J Emerg Med. 2008 Jul;35(1):5-13. doi: 10.1016/j.jemermed.2007.09.032. Epub 2008 Mar 24.

DOI:10.1016/j.jemermed.2007.09.032
PMID:18359601
Abstract

The platelet plays a central role in the pathogenesis of coronary thrombosis after atherosclerotic plaque rupture, and its active inhibition forms a cornerstone of the management of acute coronary syndromes (ACS). Early treatment with clopidogrel in addition to aspirin is more effective than aspirin alone in reducing recurrent ischemic events in patients presenting with ACS, and is a useful adjunct to percutaneous coronary intervention, especially with stenting. There is a potential for increased bleeding complications in patients on clopidogrel therapy who subsequently undergo urgent coronary artery bypass graft surgery. Consequently, many emergency physicians withhold clopidogrel treatment until it is clear that urgent coronary artery bypass graft surgery will not be required. The potential untoward effects seem to be minimized by withholding antiplatelet therapy 3-5 days before surgery. Intravenous glycoprotein (GP) IIb/IIIa receptors inhibitors are also particularly useful in patients who undergo percutaneous coronary intervention, and may have some utility in the medical management of patients with high-risk non-ST-segment elevation ACS, starting in the emergency department.

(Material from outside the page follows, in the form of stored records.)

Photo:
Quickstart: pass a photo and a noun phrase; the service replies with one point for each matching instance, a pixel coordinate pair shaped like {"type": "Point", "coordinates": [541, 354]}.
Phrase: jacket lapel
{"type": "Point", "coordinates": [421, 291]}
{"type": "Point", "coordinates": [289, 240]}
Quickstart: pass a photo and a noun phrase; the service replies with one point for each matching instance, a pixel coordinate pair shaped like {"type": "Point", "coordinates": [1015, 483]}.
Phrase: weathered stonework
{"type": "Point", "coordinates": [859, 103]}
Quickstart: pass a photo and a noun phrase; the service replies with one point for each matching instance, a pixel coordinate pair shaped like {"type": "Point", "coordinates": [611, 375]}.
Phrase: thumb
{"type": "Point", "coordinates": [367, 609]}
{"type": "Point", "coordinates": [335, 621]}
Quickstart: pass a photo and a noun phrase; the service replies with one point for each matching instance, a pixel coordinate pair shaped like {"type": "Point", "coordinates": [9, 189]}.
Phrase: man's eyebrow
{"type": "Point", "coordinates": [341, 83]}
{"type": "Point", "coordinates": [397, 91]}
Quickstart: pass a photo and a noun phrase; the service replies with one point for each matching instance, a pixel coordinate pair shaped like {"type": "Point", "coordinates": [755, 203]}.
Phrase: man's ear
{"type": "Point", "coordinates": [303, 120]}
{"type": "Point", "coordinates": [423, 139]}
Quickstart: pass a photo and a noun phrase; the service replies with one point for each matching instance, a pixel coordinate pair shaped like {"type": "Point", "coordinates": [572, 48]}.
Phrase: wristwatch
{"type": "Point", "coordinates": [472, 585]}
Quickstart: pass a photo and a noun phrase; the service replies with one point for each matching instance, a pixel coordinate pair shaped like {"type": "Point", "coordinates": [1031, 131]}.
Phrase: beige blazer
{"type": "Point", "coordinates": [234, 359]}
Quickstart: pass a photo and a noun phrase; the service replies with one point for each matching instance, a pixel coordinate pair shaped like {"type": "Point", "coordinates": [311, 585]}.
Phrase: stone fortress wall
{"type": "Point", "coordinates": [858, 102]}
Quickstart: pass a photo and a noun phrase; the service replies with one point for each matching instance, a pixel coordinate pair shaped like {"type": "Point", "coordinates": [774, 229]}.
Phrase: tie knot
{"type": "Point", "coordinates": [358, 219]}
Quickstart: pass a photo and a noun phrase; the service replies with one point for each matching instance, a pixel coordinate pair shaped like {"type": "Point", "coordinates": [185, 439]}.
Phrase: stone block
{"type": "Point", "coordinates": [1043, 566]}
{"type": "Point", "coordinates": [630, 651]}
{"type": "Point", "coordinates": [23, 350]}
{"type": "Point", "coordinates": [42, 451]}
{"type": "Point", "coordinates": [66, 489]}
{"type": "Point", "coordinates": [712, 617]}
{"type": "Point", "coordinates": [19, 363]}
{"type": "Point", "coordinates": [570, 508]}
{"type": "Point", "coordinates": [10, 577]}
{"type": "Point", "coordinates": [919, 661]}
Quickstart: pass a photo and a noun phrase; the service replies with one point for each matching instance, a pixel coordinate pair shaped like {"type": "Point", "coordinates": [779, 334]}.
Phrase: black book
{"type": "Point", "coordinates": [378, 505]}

For patients presenting to the emergency department with ACS, the benefits and risks of initiating clopidogrel or GP IIb/IIIa inhibitor therapy need to be considered on an individual basis.

摘要

血小板在动脉粥样硬化斑块破裂后的冠状动脉血栓形成发病机制中起核心作用,其活性抑制是急性冠状动脉综合征(ACS)治疗的基石。除阿司匹林外,早期使用氯吡格雷治疗在降低ACS患者复发性缺血事件方面比单独使用阿司匹林更有效,并且是经皮冠状动脉介入治疗(尤其是支架置入术)的有用辅助手段。接受氯吡格雷治疗的患者随后进行紧急冠状动脉旁路移植手术时,出血并发症增加的可能性较大。因此,许多急诊医生会推迟氯吡格雷治疗,直到明确不需要进行紧急冠状动脉旁路移植手术。在手术前3 - 5天停用抗血小板治疗似乎可将潜在的不良影响降至最低。静脉注射糖蛋白(GP)IIb/IIIa受体抑制剂在接受经皮冠状动脉介入治疗的患者中也特别有用,并且从急诊科开始,在高危非ST段抬高型ACS患者的药物治疗中可能有一定作用。对于因ACS就诊于急诊科的患者,启动氯吡格雷或GP IIb/IIIa抑制剂治疗的益处和风险需要个体化考虑。